ASSOCIATION

Les projets de l’association Wagons Libres s’intéressent à la relation que nous entretenons avec notre présent et à la soif de « réel » ou de « vérité » qui nous semble caractériser notre époque. Tous les projets de l’association sont animés par cette urgence : historiciser notre présent, pour ne pas le livrer tout entier à ce mensonge dangereux qui voudrait qu’une connaissance juste, totale et définitive du « réel » soit possible. Travailler ce que l’on pourrait appeler « l’ombre » de notre présent : la perspective historique dans laquelle il s’inscrit, les dynamiques géographiques et temporelles qui le traversent. Veiller sur le présent et en documenter les infimes mouvements, sans les arrêter, sans les fixer, sans les représenter. En suivre les traces méandreuses et opaques sans chercher à tout prix à les rendre transparentes.


Les projets de l’association Wagons Libres explorent la zone obscure qui sépare le récit historique et le récit de fiction, chacun borné par une limite qui les met respectivement en échec : celle du récit historique qui, par sa prétention à « la vérité », opère toujours un tri, une reconstitution, un ordre par-dessus les lacunes, les troubles, et celle de la représentation théâtrale qui, par sa prétention à RE-présenter, ne cesse de mettre à mort ce dont elle est sensée rendre compte.

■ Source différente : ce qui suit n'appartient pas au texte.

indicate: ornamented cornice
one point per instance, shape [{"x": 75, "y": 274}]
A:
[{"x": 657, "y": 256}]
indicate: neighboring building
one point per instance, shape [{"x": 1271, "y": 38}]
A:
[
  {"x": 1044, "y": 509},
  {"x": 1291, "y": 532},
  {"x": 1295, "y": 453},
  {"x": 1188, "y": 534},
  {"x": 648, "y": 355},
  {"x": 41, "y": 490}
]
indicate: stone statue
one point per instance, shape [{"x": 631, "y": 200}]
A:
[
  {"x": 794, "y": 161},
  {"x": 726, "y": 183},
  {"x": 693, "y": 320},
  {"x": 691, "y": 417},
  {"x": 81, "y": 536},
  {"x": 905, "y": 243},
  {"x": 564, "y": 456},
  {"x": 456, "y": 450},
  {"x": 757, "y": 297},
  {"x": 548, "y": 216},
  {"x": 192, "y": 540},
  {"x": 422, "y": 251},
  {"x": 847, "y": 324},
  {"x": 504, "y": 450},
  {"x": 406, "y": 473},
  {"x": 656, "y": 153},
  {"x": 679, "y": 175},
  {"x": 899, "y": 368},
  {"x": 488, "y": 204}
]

C’est pour nous la force du spectacle vivant que de pouvoir enjamber ces limites. La personne en scène, avec son corps vivant, là, présent, joueur, peut se faire conteur, témoin et passeur, selon le bel éloge que Walter Benjamin fait de cette figure. C’est parce qu’il peut alterner entre une adresse directe au public, sur le mode de la conversation, et une distance, sur le mode de l’incorporation d’un autre, via les artifices du théâtre (costumes, lumières, etc.), que l’expérience dont il témoigne peut-être partager, mutualiser, et non pas imposer, telle une vérité, au spectateur. Le conteur n’est pas Hamlet, il est l’homme qui joue Hamlet et peut témoigner de son expérience. C’est cette possible alternance qui permet de désindividualiser l’enjeu du récit : ce n’est ni l’enjeu de l’acteur, ni l’enjeu du personnage, c’est l’enjeu de tous. C’est ce JEU, qui joue à présenter et non à représenter, qui inclut le spectateur dans une dynamique de penser et de sentir. C’est en se faisant à la fois trace et ressource que la personne en scène embarque le spectateur dans une approche critique et renouvelée de notre présent.